Medical scientists have been able to test a number of cannabinoids for their capability in suppressing vomiting. These drugs include two forms of THC, delta-9 and the less numerous delta-8. Likewise, two artificial cannabinoids (levonantradol and nabilone) that activate the receptors same as THC have also been assessed as possible antiemetics. These four compounds are proven to be effective in preventing vomiting after chemotherapy to a mild degree. Two other clinical researches also showed that to a limited degree, marijuana smoking aids in suppressing emesis (vomiting) that is chemotherapy-induced. Additional studies that are less rigorous came to identical conclusions that THC decreases the possibility of vomiting after chemotherapy to a limited extent.
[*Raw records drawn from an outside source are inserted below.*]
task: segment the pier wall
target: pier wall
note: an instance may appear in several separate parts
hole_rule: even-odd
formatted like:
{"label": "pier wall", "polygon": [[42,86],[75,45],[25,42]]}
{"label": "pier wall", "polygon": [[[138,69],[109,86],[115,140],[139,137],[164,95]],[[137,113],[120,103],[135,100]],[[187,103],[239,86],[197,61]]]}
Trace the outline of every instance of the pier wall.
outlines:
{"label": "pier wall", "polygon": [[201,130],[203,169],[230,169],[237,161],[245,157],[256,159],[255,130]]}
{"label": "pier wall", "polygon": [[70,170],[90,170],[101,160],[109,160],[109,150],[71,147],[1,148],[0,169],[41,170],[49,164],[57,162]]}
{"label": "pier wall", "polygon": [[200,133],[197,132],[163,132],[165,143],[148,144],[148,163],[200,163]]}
The US Food and Drug Administration approved the medicine in Marinol for cases when chemotherapy-induced vomiting and nausea are not alleviated by other antiemetic medications.
Some participants reported unfavourable side effects, which included low blood pressure, dry mouth, and sedation. But medical marijuana advocates take a strong stand that when patients receive advanced guidance on marijuana’s effects, they rarely experience an undesirable psychological response their first time using the drug. This claim may actually equally apply to the consequences of THC as marijuana’s chief psychoactive constituent.
Another study that examined smoked marijuana in patients with cancer who were not aided by conventional antiemetic drugs showed that almost 80 percent of the 56 participants considered marijuana “moderately effective” or “highly effective” compared to some antiemetics that they had previously used. These results must be considered approximate at best since the cluster of patients differed tremendously in their chemotherapeutic regimen; thus, with their experience with marijuana.
Breathing in THC through smoked marijuana is more effective in preventing vomiting than swallowing a pill. This is because if severe vomiting started right after chemotherapy, oral THC is not able stay down long enough to start taking effect. Smoking on the other hand, lets patients take only the medicine they prefer, puffing one at a time, reducing the risk of undesirable side effects.